I am going to be in Snowmass this weekend (July 27-30). What options is there for road riding in the area. I am interested in maybe a 50 - 60 loop, or maybe having someone drop me off. I noticed Independance pass, how is it for car traffic? Thanks


----------



## Woolbury (Oct 12, 2005)

Ind Pass will have traffic on weekends, along with the notorious one lane section. But I wouldn't let that deter you, it's one of the classic Colo climbs and there will be loads of bikes going up and down. Coming from Aspen, this is a 17-18 mi climb to top, 4000'(one book says 5700'), a serious effort if you're not acclimated to the elevation. You could also drop to the east to South Fork(about 9mi) to get your RT to ~55 mi, and have another 2000' of climbing on the return. Other climbs include Castle Cr and Maroon Cr road among others. Awesome scenery and mountain road biking in the area.


----------



## JayTee (Feb 3, 2004)

Independence Pass, especially from the Aspen side, is pretty much bad news at this time of year.
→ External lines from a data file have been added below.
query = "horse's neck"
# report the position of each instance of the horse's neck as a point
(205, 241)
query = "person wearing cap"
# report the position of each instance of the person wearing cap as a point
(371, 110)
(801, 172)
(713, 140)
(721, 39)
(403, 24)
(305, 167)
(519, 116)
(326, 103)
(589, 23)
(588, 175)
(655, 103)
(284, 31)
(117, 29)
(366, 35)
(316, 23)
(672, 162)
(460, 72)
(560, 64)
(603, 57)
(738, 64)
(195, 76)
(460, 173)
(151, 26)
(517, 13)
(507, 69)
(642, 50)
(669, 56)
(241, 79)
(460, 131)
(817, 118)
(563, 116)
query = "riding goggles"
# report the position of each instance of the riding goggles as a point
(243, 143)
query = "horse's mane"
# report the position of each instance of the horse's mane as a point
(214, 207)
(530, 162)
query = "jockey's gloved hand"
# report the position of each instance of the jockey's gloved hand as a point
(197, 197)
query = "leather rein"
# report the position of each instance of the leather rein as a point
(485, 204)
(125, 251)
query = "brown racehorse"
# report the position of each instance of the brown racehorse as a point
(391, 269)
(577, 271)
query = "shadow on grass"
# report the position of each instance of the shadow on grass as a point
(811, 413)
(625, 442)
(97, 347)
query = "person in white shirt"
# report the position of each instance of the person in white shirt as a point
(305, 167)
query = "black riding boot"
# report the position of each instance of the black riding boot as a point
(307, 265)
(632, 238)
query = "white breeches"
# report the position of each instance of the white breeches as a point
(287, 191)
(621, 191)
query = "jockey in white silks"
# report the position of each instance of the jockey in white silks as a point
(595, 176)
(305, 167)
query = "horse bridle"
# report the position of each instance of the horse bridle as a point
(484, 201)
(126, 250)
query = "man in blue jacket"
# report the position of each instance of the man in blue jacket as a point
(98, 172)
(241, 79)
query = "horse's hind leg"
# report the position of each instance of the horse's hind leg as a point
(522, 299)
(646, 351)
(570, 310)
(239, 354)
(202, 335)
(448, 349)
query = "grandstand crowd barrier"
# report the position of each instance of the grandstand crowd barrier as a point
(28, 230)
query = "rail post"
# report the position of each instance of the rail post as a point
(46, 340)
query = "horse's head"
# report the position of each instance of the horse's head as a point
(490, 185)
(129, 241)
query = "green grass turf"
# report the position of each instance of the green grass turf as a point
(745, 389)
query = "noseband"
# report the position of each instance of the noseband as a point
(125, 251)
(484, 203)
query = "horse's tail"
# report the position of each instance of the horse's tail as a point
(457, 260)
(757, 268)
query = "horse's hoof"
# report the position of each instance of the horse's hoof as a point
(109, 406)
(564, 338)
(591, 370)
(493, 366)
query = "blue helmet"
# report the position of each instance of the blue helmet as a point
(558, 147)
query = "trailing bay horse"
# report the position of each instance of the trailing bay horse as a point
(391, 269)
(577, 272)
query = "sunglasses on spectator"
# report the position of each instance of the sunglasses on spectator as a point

High traffic, no shoulder, and even a single lane around sharp curves at some points. Many of the drivers are tourists unaccustomed to mountain driving, and it gets its fair share of RVs. I gotta disagree with Woolbury; IMO you'd be asking for trouble. I'd recommend the climb into ... what's it called ... Maroon Lake(?... trailhead to Maroon Bells).


----------



## Woolbury (Oct 12, 2005)

Hard to disagree with you jt. I think I'm just stubborn when it comes to roads I want to ride and I just expect the traffic to evaporate. At least they're moving pretty slow on I Pass.  I rode it last year on Jul 23, a Saturday, and it was one of the highlights of the year for me. This weekend I talked a friend into descending down into Estes Park from Peak to Peak Hwy against his better judgement and riding 36 down to Lyons. A lot of RV's and packs of motorcycles, but we held our own and made it down. I'm thinking I 25 tomorrow around 5pm. Are you in?

And yea, Maroon Cr road is the one that goes up to the Bells. $5 toll for bikes from what I remember. Great ride, 11 mi to top, incredible views.


----------



## jrepko (Dec 27, 2004)

*Maroon Bells*

I rode from Glenwood Springs up to Aspen and Maroon Bells earlier this summer, and there's a lot of great cycling in the Aspen area. Bikes are free on the road up to Maroon Bells, and from Aspen Highlands the ride up to the trailhead is a continuous (but modest) incline with great views of the 'Bells and Pyramid Peak, a pretty hike and views at the top, and an *awesome* descent.

There are lots of other great rides in the Aspen area, you might try to pick up a copy of Cafe Cycling (http://www.amazon.com/gp/product/09...835371/ref=sr_1_1/002-3025157-5720848?ie=UTF8) for a neat book with a nice list of routes and difficulties.


----------



## JayTee (Feb 3, 2004)

You are braver than I, perhaps. I've done Independence Pass four times... one during Bicycle Tour of Colorado and three before the road opened (mid-May)... I've avoided it other times. 

That descent outta Estes can have its issues whichever way (Hwy 7, Hwy 36 or even Big Thompson Canyon) but at least on the downhill you can hold your own and go the speed of traffic. I've always found motorcyclists to be very courteous... RVs a different story!


----------



## kokothemonkey (Jul 7, 2004)

Castle Creek road has amazing scenery, you could probably do both it and the maroon bells road, they are both great rides.


----------